The NYTimes article mentions a couple of other race science ghouls: John G. R. Fuerst - believed to be an anti-Semite, not a surprise considering his connection to Kirkegaard; and Jordan Lasker. The NYTimes article mentions in passing the controversy of its using hacked data by political operative Lasker (aka "Crémeiux") to attack Zohran Mamdani during his successful mayoral candidacy.
The Times article also mentions another member of the international Neo-Nazi and race pseudoscience league, Michael Woodley of Menie, but not by name:
The agency discourages “stigmatizing research” that could promote “negative stereotypes” or cause “social detriment.” That is, in part, a nod to eugenics, a discredited field of research asserting that certain races, usually white Europeans, are genetically superior. Such ideas — and the pseudoscientific studies that support them — have been used to justify violence, including by the gunman who killed 10 Black people at a supermarket in Buffalo in 2022.

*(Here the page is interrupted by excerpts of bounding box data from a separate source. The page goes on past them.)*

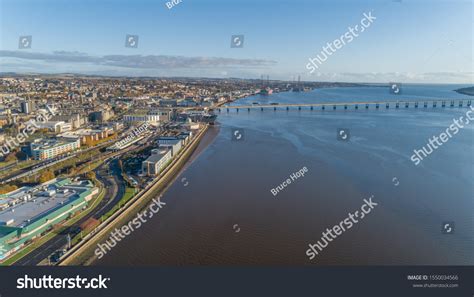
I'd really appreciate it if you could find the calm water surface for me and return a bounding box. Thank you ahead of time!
[94,85,474,265]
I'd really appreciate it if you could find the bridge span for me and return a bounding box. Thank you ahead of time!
[210,99,471,112]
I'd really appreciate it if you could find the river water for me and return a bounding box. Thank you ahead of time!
[94,85,474,265]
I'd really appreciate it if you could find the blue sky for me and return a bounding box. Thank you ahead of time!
[0,0,474,83]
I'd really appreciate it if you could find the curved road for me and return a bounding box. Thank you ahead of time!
[13,159,126,266]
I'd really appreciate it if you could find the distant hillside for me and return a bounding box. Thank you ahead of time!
[454,87,474,96]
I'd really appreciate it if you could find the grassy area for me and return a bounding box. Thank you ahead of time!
[100,187,136,222]
[0,180,105,266]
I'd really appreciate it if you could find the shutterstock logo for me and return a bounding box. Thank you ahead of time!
[16,274,110,289]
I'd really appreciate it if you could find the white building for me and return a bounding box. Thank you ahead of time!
[142,150,172,175]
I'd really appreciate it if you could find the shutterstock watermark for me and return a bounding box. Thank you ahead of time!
[0,107,54,157]
[16,274,110,289]
[270,166,309,196]
[94,198,166,259]
[306,195,378,260]
[306,11,377,74]
[410,106,474,165]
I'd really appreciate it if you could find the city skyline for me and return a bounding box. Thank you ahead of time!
[0,0,474,84]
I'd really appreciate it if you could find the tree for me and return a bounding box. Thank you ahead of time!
[0,185,18,194]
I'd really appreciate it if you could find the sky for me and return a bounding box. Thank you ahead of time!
[0,0,474,84]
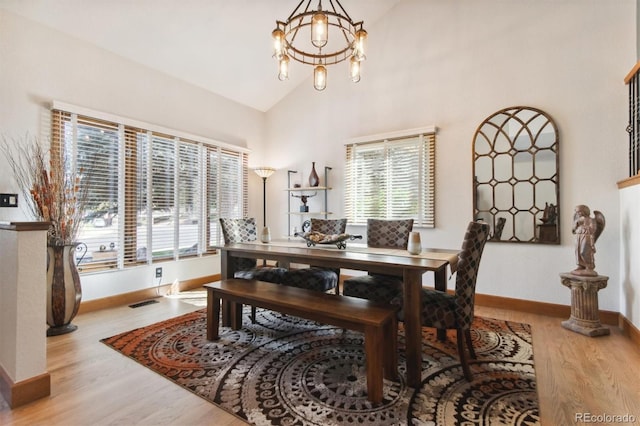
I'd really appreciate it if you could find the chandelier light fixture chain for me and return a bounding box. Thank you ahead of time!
[271,0,367,90]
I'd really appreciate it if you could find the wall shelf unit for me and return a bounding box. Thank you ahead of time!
[285,166,332,236]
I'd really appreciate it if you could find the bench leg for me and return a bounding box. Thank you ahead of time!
[230,302,242,330]
[364,326,385,404]
[383,316,398,382]
[207,288,220,340]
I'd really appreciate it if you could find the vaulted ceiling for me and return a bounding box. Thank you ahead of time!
[0,0,400,111]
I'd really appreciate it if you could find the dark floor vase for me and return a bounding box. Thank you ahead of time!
[47,244,82,336]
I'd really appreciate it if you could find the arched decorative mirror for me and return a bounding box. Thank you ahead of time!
[473,106,560,244]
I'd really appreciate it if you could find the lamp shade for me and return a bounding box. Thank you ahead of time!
[253,166,276,179]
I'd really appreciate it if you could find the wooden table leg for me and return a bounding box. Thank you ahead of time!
[220,250,234,327]
[382,316,398,382]
[434,267,447,342]
[402,269,422,389]
[364,326,386,404]
[207,289,220,340]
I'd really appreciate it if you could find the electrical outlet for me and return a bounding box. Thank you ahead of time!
[0,194,18,207]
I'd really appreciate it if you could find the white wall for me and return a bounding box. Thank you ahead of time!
[620,185,640,328]
[0,9,265,300]
[266,0,636,311]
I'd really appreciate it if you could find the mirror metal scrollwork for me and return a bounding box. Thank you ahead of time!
[473,106,560,244]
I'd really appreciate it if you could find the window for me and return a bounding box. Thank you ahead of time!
[51,105,248,272]
[345,128,436,227]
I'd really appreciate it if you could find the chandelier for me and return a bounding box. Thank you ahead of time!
[271,0,367,90]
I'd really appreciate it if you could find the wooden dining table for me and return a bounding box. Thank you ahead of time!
[216,240,459,387]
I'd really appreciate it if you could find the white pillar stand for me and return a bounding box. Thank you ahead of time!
[560,272,609,337]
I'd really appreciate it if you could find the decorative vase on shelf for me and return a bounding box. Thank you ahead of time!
[47,243,86,336]
[309,161,320,187]
[407,231,422,254]
[260,226,271,243]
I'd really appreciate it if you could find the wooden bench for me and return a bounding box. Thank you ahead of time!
[204,279,398,403]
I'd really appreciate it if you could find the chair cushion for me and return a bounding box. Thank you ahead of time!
[342,275,402,303]
[233,267,287,284]
[282,267,338,292]
[391,288,458,328]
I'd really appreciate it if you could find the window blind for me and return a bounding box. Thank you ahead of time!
[345,131,435,227]
[51,105,248,272]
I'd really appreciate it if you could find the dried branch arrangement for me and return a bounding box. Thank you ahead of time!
[0,135,89,246]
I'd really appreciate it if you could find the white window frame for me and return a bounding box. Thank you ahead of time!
[344,126,437,228]
[51,101,250,273]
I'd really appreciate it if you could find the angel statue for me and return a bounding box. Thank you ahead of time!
[571,204,605,277]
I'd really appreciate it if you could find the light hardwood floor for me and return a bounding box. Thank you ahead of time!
[0,292,640,426]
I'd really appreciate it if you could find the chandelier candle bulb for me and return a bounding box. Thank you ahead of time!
[278,55,289,81]
[349,56,360,83]
[313,64,327,91]
[311,11,329,48]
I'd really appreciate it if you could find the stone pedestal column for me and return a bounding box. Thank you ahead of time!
[560,273,609,337]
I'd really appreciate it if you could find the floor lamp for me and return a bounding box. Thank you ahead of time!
[253,167,276,243]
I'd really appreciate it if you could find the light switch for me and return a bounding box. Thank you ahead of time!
[0,194,18,207]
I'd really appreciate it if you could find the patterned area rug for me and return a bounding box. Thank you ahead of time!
[102,309,539,426]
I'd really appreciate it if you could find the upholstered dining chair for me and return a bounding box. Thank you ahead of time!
[220,217,287,322]
[391,222,489,381]
[342,219,413,302]
[282,218,347,294]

The link for "pseudoscientific studies" goes to an archive of the NYTimes article called A Racist Researcher, Exposed by a Mass Shooting which talks about how Woodley's racism was included in the manifesto of the gunman responsible for the 2022 slaughter in Buffalo. What the Times article doesn't mention is that Woodley is a participant in annual meetings of the gutter racist organization the International Society for Intelligence Research (ISIR) and that several other frequent meeting participants were also cited by the mass-murderer. Kirkegaard has participated in ISIR meetings several times, most recently in 2024.

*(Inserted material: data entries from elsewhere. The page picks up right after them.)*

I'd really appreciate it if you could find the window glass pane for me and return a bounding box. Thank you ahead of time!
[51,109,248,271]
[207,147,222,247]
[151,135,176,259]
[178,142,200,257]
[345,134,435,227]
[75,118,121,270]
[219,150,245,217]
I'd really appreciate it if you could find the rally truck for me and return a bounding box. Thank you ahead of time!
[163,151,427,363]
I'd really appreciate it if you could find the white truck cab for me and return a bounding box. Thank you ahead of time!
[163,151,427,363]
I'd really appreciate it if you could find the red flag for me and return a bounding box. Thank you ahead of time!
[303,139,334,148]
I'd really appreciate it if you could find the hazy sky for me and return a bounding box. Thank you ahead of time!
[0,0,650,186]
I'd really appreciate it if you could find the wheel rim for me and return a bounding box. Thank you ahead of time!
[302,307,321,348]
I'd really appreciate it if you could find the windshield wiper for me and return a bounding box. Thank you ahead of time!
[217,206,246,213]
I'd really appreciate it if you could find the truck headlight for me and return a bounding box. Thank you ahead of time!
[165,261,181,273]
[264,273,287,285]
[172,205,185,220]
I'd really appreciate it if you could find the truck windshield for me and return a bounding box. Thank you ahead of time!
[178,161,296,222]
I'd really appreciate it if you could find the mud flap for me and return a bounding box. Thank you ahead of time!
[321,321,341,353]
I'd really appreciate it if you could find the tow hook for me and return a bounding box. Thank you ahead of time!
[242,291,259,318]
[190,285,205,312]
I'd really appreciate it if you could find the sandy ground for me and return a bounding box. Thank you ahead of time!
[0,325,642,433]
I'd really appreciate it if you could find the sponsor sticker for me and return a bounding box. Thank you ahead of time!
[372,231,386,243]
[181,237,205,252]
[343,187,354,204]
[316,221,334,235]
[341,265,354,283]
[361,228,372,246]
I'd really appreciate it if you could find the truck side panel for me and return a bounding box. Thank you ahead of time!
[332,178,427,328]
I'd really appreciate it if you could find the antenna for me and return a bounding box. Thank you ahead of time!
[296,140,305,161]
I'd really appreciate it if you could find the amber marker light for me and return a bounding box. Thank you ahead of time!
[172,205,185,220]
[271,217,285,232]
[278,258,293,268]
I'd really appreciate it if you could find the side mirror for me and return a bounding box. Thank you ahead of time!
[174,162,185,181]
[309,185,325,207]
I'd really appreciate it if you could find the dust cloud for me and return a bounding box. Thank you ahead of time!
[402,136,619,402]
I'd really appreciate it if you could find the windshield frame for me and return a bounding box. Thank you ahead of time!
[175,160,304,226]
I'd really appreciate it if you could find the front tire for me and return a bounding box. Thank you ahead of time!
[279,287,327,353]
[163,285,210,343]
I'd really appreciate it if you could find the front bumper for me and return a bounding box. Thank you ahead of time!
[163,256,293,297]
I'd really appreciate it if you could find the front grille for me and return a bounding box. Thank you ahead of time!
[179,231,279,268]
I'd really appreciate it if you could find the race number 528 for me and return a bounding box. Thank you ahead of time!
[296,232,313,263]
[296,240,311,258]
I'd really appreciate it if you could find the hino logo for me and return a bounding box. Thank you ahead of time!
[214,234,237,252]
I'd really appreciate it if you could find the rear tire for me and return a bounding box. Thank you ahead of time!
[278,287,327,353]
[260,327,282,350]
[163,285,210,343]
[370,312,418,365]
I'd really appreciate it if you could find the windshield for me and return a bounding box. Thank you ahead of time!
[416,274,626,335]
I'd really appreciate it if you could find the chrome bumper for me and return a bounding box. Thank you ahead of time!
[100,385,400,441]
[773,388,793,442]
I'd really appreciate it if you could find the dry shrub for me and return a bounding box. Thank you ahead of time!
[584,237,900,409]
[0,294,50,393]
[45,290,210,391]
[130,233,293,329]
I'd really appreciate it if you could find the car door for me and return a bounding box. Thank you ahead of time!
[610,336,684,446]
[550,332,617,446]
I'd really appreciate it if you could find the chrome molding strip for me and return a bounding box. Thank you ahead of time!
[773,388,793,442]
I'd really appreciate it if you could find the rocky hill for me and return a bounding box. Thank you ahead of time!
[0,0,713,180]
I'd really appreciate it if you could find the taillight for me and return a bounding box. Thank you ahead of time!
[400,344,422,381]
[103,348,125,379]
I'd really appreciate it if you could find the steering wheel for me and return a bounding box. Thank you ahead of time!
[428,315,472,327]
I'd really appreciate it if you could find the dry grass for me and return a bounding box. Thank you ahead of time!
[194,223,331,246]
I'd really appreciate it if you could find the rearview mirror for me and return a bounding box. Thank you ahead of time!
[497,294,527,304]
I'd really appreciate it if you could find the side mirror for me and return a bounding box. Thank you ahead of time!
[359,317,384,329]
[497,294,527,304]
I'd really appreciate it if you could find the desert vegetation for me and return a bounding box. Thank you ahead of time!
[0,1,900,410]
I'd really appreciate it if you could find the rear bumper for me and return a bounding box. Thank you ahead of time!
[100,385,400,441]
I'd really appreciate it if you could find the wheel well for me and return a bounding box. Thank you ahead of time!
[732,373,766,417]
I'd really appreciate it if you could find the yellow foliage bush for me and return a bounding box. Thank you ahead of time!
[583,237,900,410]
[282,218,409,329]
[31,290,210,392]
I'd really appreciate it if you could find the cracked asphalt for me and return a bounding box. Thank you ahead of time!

Meanwhile, elsewhere in the NYTimes, David French has just published an op-ed that whitewashes Bari Weiss' anti-woke grifter university in Austin although French does have some criticisms. French discusses Steven Pinker's now-broken connection to University of Austin as if Pinker is the exemplar of sweet reason and "centrism" and so French does not mention Pinker's connection to Kirkegaard.
A preliminary issue on single meaning and whether the publications were fact or opinion was tried before Julian Knowles J in 2019. He found the single meaning of each publication was not that Mr Kirkegaard had sexually abused children (as Mr Kirkegaard had pleaded). Instead, he agreed with Mr Smith that their meaning was that Mr Kirkegaard was a supporter of, or apologist for, child sexual abuse, which was a defamatory assertion of opinion rather than fact. As a result, he awarded Mr Smith half of his costs on the preliminary issue, some £13,500.

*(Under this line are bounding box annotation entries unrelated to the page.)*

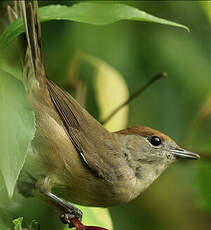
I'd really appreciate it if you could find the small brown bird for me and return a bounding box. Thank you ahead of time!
[14,0,199,227]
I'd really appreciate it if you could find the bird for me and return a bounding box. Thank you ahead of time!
[13,0,199,227]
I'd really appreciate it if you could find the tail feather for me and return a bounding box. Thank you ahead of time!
[19,0,46,92]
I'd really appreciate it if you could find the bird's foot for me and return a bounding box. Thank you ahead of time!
[60,213,107,230]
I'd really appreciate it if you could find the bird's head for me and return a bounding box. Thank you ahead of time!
[116,127,199,194]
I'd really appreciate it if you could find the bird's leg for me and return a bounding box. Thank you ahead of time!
[18,177,107,230]
[44,192,83,228]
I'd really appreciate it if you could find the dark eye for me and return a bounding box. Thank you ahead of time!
[149,136,161,146]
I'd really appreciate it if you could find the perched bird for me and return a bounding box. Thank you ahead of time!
[13,0,199,228]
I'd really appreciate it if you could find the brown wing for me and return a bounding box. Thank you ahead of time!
[47,81,121,180]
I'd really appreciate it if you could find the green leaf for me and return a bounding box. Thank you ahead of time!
[65,205,113,230]
[0,72,35,197]
[0,2,189,48]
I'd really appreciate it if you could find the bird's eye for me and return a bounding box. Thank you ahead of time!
[149,136,161,146]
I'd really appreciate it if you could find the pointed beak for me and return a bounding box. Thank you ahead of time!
[171,149,200,160]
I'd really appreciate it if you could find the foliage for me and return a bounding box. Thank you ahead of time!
[0,1,211,230]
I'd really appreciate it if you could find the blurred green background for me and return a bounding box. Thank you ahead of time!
[0,1,211,230]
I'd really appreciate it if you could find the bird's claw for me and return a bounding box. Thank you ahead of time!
[60,212,107,230]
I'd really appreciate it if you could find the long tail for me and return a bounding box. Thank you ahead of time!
[19,0,46,93]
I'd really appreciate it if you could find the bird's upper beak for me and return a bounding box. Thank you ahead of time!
[171,148,200,160]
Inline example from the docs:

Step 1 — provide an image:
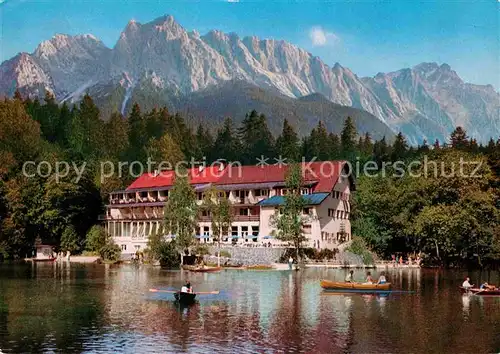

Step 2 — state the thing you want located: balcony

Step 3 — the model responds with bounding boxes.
[233,215,260,221]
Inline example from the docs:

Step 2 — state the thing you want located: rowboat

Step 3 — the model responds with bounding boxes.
[320,280,391,292]
[189,267,222,273]
[174,291,196,305]
[459,286,500,296]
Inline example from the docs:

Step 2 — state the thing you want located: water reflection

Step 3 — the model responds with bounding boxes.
[0,263,500,353]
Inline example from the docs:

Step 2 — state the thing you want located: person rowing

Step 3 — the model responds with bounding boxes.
[462,277,474,290]
[345,270,354,283]
[377,272,387,284]
[181,281,193,293]
[479,282,496,291]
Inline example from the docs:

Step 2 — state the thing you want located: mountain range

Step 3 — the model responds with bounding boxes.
[0,16,500,144]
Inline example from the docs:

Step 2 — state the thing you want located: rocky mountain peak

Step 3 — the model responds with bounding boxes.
[0,15,500,143]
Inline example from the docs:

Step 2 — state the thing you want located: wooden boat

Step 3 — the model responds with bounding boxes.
[320,280,391,292]
[459,286,500,296]
[174,291,196,305]
[24,258,57,263]
[189,267,222,273]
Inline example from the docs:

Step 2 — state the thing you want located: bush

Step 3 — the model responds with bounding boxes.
[61,226,80,253]
[220,250,231,258]
[99,240,122,262]
[85,225,108,254]
[316,248,339,261]
[192,245,210,256]
[346,236,373,264]
[147,233,181,268]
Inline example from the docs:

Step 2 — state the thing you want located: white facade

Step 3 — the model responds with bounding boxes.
[103,162,352,257]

In light of these findings, given Mr Kirkegaard's previous statements on the subject, it was plain that his action would fail, and he discontinued shortly thereafter. The final cost order in Mr Smith's favour came to some £26,000 (and was endorsed with a penal notice).
Kirkegaard and his fellow hereditarians can be seen chatting about promoting race science on Kirkegaard's chat board, wondering if they could get Pinker to help out by setting up "an academic group of anonymous scholars."
But you'd never find out about that via the New York Times.